By Alexander Patino
POSTED September 11, 2011
Old Vegas & Coney Island Prove a Lively Spark for Lela Rose
"It's not even a girl, it's a sign," said Lela Rose backstage before her Spring 2012 collection debut. "[Collection] is
based on the Neon Graveyard, which is all the old, unrestored signs that dot the landscape of Las Vegas and
Coney Island. So it's a palette of faded neons. You could tell the colors used to be this garish, bold color that has
faded over time. We've always done bold colors, but we've never done these faded bold colors, so that feels fresh
for us."
 She's got the freshness angle down, but it is art that serves as Rose's most reliable and most versatile trope.
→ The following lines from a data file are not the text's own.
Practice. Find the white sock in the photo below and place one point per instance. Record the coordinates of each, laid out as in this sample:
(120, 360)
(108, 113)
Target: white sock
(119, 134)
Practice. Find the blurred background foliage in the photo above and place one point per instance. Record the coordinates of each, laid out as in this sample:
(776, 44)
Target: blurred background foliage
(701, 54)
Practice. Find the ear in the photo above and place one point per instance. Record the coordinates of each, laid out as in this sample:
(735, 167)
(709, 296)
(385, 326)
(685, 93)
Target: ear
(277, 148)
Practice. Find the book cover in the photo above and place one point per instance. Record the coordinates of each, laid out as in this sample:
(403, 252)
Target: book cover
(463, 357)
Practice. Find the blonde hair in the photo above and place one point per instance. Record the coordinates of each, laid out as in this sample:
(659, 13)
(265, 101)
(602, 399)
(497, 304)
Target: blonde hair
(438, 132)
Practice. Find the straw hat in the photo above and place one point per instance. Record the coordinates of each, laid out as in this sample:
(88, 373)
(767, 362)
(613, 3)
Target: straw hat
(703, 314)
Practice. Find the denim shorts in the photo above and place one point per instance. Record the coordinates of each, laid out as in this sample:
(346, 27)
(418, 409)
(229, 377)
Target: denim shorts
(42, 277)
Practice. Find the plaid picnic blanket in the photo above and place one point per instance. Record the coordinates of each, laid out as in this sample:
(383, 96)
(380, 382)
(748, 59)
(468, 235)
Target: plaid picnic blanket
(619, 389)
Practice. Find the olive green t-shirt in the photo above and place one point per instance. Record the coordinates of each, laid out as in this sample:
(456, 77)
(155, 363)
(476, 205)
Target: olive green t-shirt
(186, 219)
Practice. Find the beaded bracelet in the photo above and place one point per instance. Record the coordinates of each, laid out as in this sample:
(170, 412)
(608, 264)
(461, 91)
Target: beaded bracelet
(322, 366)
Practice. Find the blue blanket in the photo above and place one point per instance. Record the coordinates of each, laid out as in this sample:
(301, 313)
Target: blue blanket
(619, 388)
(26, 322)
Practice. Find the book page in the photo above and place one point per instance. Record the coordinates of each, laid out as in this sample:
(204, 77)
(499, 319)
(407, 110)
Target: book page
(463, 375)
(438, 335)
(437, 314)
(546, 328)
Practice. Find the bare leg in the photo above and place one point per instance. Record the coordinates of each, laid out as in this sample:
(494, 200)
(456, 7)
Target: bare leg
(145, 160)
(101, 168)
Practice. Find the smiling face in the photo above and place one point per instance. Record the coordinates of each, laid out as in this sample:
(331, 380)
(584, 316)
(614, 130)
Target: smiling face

Rose utilized the vision of the distressed placards to play with the painterly, put to best use through her palette. Some
of the opening pieces almost looked like negatives, as if the main hues were sucked out for stark contrast. Her
playfulness sometimes got the better of her. A silk top, for instance, sheer-blocked by a chartreuse geometric cut-out
felt belabored, overwrought with aim for effect. So did a pair of trousers that looked like painter's pants (tapered
painter's pants, but still) matched with a button-up silk top with a yellow cut-out frontispiece and salmon pink short

Rose's artistic flights of fancy did rise to the occasion more often than not. A sleeveless white top with overlapping
circle cutouts with a pink, burgundy and ice grary color blocked track pant looked exciting and fresh. Those same cut
outs looked even better for more elegant purposes, as the capped sleeves and the peplum waist overlay on
Kelsey Van Mook's ivory halter dress, and there was certainly a depth of thought to a gray sheath dress with a vertical ombre that looked like an unfinished chiaroscuro drawing.  

Words like "Neon Graveyard", "unrestored signs", "Las Vegas", "faded" - it makes one think of the giant placard of Doctor T. J. Eckleburg in the valley of ashes in F. Scott Fitzgerald's "The
Great Gatsby", another work of art. It's not such a stretch to image Daisy Buchanan, that same novel's iconic heroine, donning on some of these pieces were she to be projected in the flesh.